Primary LanguageJupyter Notebook


Day 1 : Aug 21, 2018

Today's Progress : I have learnt about google datalab api and Tensorflow estimators

Thoughts : Tensorflow is a fucking powerfull framework, it's awesome to see how to solve an ML problem with such simplicity of code. Datalab doesn't impressed me that much. I'm not quite into Notebooks yet. I miss having VIM superpowers, and web editting feels terrible bad. Also the connection with github repositories sucks.

Day 2 : Aug 22, 2018

Today's Progress : Learnt Pandas DataFrames basics and solved my first problem from scratch, implementing a DNN.

Thoughts : Datalab and Notebooks are cool. The problem with the repository connection is somehow addressed with ungit, which is a really nice interface to git. Using tensorflow is a bomb!

Link of Work: Commit

Day 3 : Aug 23, 2018

Today's Progress : Following Coursera TF course. Learning about batching inputs. Struggling a bit to get all things in place and reading a lot of docs. There are a lot of things to tweak in the function calls and is nice to read what arguments can be passed, so you get an idea how to do the stuff with TF and pandas. Couldn't finish the assignment today, need to debug how to use the map function, bug happy with the overall architecture of the solution

Thoughts : Even if you can create code with a few lines, you need to know the parameters that you're using and that you can use to be a powerful coder.

Link of Work: Commit

Day 4 : Aug 24, 2018

Today's Progress : Using TF Estimators for distributed work and TensorBoard for analysis. Learnt a bit of Keras and Torch.

Thoughts : Using the Graphs in TF is not that intuitive as i originally thought and is hard to debug, at least for now.

Link of Work: Im' stuck trying to apply some transformation in the input function to transfor a list of float32 scalars to a rounded version with 0.1 precission.

Day 5 : Aug 25, 2018

Today's Progress : Learned about Tensors in detail and debugging. I'm trying to debug the input function from day 3 to map the round function to transformate the input data.
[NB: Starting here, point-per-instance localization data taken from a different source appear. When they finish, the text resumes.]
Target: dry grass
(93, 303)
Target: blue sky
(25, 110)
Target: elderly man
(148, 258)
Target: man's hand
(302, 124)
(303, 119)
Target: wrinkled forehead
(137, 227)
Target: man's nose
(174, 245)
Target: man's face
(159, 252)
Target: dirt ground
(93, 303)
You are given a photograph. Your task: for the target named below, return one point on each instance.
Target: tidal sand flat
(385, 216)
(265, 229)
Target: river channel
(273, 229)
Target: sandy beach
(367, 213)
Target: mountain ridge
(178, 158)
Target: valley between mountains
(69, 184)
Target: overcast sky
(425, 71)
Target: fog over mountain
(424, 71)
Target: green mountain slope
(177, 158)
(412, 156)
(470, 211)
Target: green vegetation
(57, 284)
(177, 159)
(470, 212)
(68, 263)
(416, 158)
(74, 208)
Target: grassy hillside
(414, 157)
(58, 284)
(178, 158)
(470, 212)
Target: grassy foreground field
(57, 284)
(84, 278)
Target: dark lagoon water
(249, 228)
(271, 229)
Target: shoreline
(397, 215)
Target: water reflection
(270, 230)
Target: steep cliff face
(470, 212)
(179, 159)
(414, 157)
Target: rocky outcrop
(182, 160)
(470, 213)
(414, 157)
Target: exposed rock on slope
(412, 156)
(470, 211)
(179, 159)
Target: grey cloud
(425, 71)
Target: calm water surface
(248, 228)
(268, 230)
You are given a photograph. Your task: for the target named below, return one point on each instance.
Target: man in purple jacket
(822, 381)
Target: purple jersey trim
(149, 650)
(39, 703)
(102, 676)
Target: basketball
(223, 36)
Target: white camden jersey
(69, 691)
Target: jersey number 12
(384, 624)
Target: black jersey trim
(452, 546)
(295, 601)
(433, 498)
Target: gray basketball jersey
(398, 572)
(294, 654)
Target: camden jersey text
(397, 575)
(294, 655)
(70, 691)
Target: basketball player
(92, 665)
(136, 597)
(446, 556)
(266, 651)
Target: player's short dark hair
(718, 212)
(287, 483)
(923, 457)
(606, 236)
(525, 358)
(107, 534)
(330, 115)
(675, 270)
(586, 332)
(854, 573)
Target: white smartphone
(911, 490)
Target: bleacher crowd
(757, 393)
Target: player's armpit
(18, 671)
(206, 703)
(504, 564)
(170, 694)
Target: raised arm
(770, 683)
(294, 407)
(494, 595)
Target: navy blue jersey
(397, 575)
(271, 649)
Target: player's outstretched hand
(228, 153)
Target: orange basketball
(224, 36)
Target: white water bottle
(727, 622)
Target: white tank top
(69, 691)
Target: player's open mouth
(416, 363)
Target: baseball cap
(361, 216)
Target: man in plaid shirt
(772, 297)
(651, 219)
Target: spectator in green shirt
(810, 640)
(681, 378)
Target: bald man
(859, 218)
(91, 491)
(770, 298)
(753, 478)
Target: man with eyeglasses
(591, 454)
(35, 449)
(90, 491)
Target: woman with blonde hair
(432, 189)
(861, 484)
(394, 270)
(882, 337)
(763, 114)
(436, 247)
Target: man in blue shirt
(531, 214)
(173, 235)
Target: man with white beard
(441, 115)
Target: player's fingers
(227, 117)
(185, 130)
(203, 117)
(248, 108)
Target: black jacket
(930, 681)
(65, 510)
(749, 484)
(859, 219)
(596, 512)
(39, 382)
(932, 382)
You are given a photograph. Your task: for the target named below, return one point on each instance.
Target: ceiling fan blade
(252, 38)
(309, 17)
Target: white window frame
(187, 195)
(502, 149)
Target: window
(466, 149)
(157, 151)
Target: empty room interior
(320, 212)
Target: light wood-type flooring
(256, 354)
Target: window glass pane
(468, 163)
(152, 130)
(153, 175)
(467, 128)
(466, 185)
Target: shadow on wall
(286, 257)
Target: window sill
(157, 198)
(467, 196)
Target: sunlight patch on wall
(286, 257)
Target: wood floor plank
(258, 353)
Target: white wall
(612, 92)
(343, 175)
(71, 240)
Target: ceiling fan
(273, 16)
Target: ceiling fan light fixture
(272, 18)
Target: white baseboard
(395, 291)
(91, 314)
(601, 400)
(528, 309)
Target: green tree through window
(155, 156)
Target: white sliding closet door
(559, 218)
Thoughts : I'm making slow progress on this because i need to grasp more the details. Debugging the execution graph is not that easy if you don't understand how it works.

Link of Work:: Experiments in an empty notebook Commit

Day 6 : Sept 2, 2018

Today's Progress : I completed week Nr2 of TF course from Google on coursera. I got an Estimator, with data loading and monitoring with TensorBoard. The model isn't performing well. Will improve it in the next week

Thoughts : I was confronted with probably what is the real deal in ML. Having a model, wich is not performing well and having no idea why. Data is good and clean (it seems)

Link of Work:: Coursera

Day 7 : Sept 3, 2018

Today's Progress : Compleeted week 3 of TF course. Learned how to use CMLE to pre test a model, updload data to buckets, submit the training job, monitor progress and publish the trained model.

Thoughts : CMLE is incredible powerful. It puts the power of ML and expensive hardware in the hands of everyone.

Link of Work: notebook

Day 8 : Sept 4, 2018

Today's Progress : 4th part of the TF course. Today I was learning about feature engeniering. This is a serious and hard part of ML. It takes sometime about 70-80% of the project time.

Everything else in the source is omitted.